Pero la censura en mi país se resiste a la extinción, no es cosa que puede ocurrirle solo a un desconocido joven que inicia algún camino de creación ni se suscita únicamente en determinada periferia. El cubano Juan Carlos Cremata, director de cine y teatro, ha devenido en el blanco al que dispara la censura nuevamente en Cuba. Para Cremata la censura no es novedad, pero los censores se han enfrascado con su última puesta en escena: “El Rey se muere”.

 

La polémica aún vigente motiva la solidaridad de sus colegas y de otros seres sensibles. No pude sentarme en la butaca como espectador de la última puesta en escena de Cremata, porque fue eliminada de la cartelera con prontitud.
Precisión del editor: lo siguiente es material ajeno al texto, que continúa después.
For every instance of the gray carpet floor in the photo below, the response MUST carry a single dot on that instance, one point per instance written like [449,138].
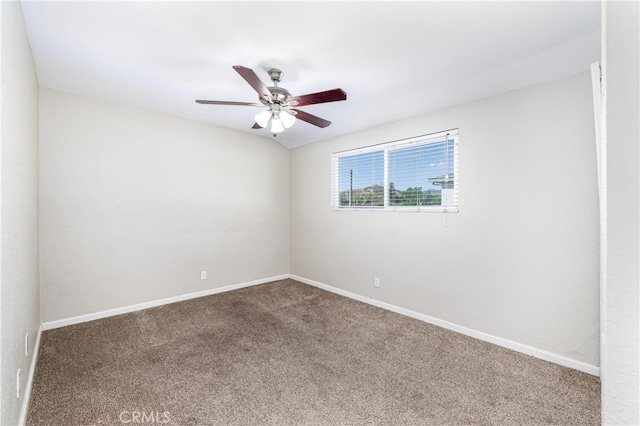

Sin embargo, la cuestión en éste caso no es si “te gusta” o “no” la obra, el meollo del asunto transita por otros trillos. ¿Quién es el iluminado que se considera apto para imponer a otros la estética, poética que deben acoger en su creación? La obra creativa de cualquiera pudiera no calificar en las preferencias personales de otro, pero ello no debería permitir a nadie, por alto que sea su cargo, la posibilidad de liquidar la creación o linchar a su creador. Únicamente si un grupo o individuo, o entidad, posee el monopolio de los espacios para la presentación, puede retirar una obra de todos los circuitos o pretender que el creador nunca más retorne a los escenarios. Cremata, como cualquier otro individuo, tiene el derecho de crear con el estilo que prefiera sobre la temática que desee y decidir si primero está el arte o aquello que los censores denominan revolución. Los espectadores somos quienes decidiremos si disfrutamos de una puesta en escena o nos levantamos de la butaca y salimos de la sala.

 

Con el Arte todo, contra el Arte nada.